Die Tatsache, dass alle in der Anfangszeit bekannten Schwerpunkte christlicher Mission auch eine Synagoge aufwiesen, wie die Archäologie gezeigt hat, legt es nahe, dass vor der Trennung von Christen und Synagoge die Missionare zunächst die örtliche Synagoge aufsuchten - schon wegen der gemeinsamen Tradition. Allerdings verschärfte die unterschiedliche Interpretation der Schriften die Spannungen, wie der Barnabas-Brief zeigt. Die Rezeption popularphilosophisch-skeptischer Götter- und Mythenkritik durch Juden wie Christen trug dazu bei, dass die Unterschiede aus heidnischer Perspektive gar nicht deutlich wurden (Joh. Geffcken, Zwei christliche Apologeten, 1907). Dieses enge Nebeneinander ist auch der staatlichen Religionspolitik zuzuschreiben, die sich die Identifizierung beider Gruppen durch die Öffentlichkeit zu eigen machte (Tac. Ann. 15, 44; Sueton, Vita Claudii 25; Cassius Dio, Hist. Rom. 67, 14, 1 ff.) und beide entsprechend launenhaft und sehr wechselvoll behandelte. Das änderte sich erst, als unter Kaiser Septimius Severus und Caracalla Juden kommunale Ämter bekleiden durften und ihnen mit der Constitutio Antoniana 212 sogar die staatsbürgerliche Gleichstellung eröffnet wurde. Seit dieser Zeit wird nichts mehr über judenfeindliche Staatsaktionen berichtet.
Was zur raschen Ausbreitung des Christentums im Fernbereich führte, die Koine, mag im Nahbereich für die sehr zähe und schleppende Verbreitung mitverantwortlich gewesen sein. Nur selten gelang es, die Brücke zur Landessprache zu schlagen. Irenäus v. Lyon berichtet aus dem Ende des 2. Jh. noch um seine Bemühungen um das Keltische, wobei unbekannt ist, ob er Erfolg hatte. In Syrien allerdings hatte es allerdings bald eine Übersetzung der 4 Evangelien ins Altsyrische gegeben und bald darauf eine Harmonie des Tatian. In diesen Zeitraum fallen auch die ersten altlateinischen Übersetzungen aus Nordafrica. Augustin klagt noch im 4. Jh. darüber, wie die Doppelsprachlichkeit Punisch/Lateinisch die Predigt lähmt. Zu dieser Zeit kann man auch für Rom Griechisch als Liturgiesprache und Latein als Predigtsprache beobachten. In Spanien bemühte man sich erst gar nicht um die iberischen Sprachen. Dafür aber kam sehr früh das Koptische/Sahidische in Ägypten ins Spiel, worin erst die Evangelien übersetzt wurden und später eine nicht unbedeutende Literatur entstand. Man achtete sogar auf die Dialekte (sahidisch = Oberägypten, bohairisch = Unterägypten)
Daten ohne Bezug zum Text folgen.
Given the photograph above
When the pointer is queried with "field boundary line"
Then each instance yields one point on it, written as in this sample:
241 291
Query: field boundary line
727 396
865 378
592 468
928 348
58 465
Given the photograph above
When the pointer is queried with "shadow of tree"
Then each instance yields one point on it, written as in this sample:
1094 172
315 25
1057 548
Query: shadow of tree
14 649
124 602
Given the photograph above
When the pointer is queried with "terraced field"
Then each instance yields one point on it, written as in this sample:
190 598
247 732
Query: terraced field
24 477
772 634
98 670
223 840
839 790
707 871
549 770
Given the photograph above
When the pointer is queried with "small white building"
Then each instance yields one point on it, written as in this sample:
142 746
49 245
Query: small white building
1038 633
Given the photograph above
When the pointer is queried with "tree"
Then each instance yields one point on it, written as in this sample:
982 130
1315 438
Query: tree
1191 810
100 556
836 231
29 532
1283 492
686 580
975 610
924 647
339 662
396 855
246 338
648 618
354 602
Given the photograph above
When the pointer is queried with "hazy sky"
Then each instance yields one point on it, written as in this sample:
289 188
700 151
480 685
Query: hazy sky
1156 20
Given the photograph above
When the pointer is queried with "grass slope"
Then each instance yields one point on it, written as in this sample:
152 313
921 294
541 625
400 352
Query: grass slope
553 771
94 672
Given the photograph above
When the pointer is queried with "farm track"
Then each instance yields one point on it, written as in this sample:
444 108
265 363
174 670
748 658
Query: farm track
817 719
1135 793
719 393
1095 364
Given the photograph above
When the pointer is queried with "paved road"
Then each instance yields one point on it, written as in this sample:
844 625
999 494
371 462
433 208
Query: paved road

In den ländlichen Gebieten stand einer Missionierung der bäuerliche Konservativismus, die weitverzweigte familiäre Vernetzung mit ihrer sozialen Kontrolle im Alltagsleben, das örtliche im Magischen verankerte Brauchtum entgegen. Erst das nachkonstantinische Christentum begann da mit Ersatz-Angeboten.
Damit ende ich zunächst mal meinen Beitrag, der das starke und langanhaltende Stadt-Land-Gefälle in der Ausbreitung des Christenums zum Gegenstand hatte.